Ocak 2013 istatistiğinden bu yana her dönem hızlı biçimde artan sendikalı işçi sayısı Temmuz 2016 istatistiğiyle ilk kez durgunluk eğilimine girmiştir. ÇSGB verilerine göre sendikalaşma oranları işkolları açısından da büyük farklılıklar gösteriyor. İnşaat, turizm ve büro işkolu en düşük sendikalaşma oranına sahip işkollarıdır. İnşaat işkolunda sendikalaşma oranı sadece yüzde 2,6’dır. Turizm işkolunda yüzde 3,4 olan sendikalaşma oranı, 3 milyonu aşkın işçinin bulunduğu en büyük işkolu durumundaki büro işkolunda ise 4,9’dur.

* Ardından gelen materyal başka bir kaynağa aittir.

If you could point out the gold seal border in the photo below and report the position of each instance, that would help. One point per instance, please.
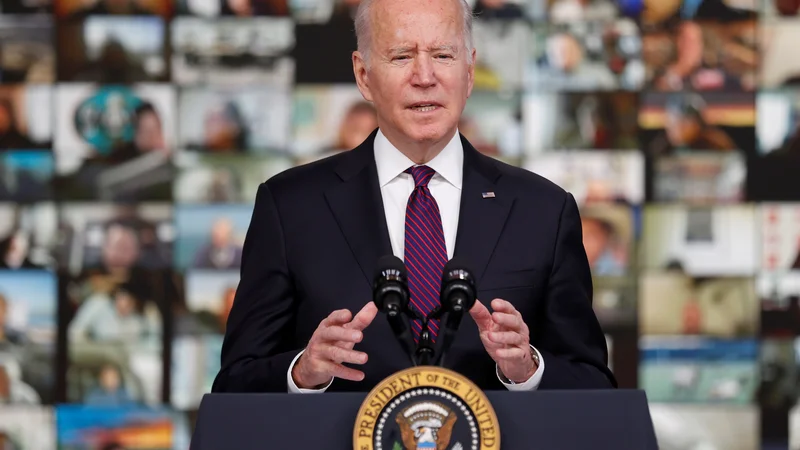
(422, 377)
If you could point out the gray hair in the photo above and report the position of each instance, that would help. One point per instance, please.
(364, 36)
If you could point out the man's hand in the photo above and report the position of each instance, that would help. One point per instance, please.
(331, 345)
(506, 338)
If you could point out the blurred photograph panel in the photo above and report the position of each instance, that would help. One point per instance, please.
(27, 427)
(232, 51)
(114, 143)
(585, 56)
(674, 369)
(80, 427)
(26, 48)
(28, 334)
(72, 10)
(207, 179)
(700, 241)
(609, 235)
(501, 48)
(673, 303)
(211, 236)
(580, 121)
(702, 54)
(114, 325)
(779, 295)
(26, 116)
(780, 236)
(115, 238)
(772, 173)
(683, 122)
(234, 8)
(113, 49)
(199, 330)
(234, 120)
(699, 179)
(28, 236)
(707, 427)
(594, 177)
(26, 176)
(327, 119)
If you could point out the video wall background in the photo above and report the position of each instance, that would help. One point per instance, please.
(134, 134)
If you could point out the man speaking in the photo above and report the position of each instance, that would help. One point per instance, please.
(303, 319)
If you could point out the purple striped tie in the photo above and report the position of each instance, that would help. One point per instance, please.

Sendikalaşmanın en yüksek olduğu üç işkolu ise banka-finans, savunma-güvenlik ve genel işlerdir.
Sendikalaşmanın en düşük olduğu 10 il sırasıyla Denizli, Yalova, Antalya, Ordu, Nevşehir, İstanbul, Gaziantep, Osmaniye, Uşak ve Konya’dır. İstanbul yüzde 7,7 sendikalaşma oranı ile sendikalaşmanın en düşük olduğu 6. ildir. Sendikalaşma oranlarının yüksek olduğu iller ise belediyeler dâhil kamu işçiliğinin yoğun olduğu iller olarak ön plana çıkmaktadır. Sendikalaşmanın en yüksek olduğu Zonguldak ve Rize’de kamu kömür ve çay işletmeleri sendikalaşma açısından en önemli faktördür.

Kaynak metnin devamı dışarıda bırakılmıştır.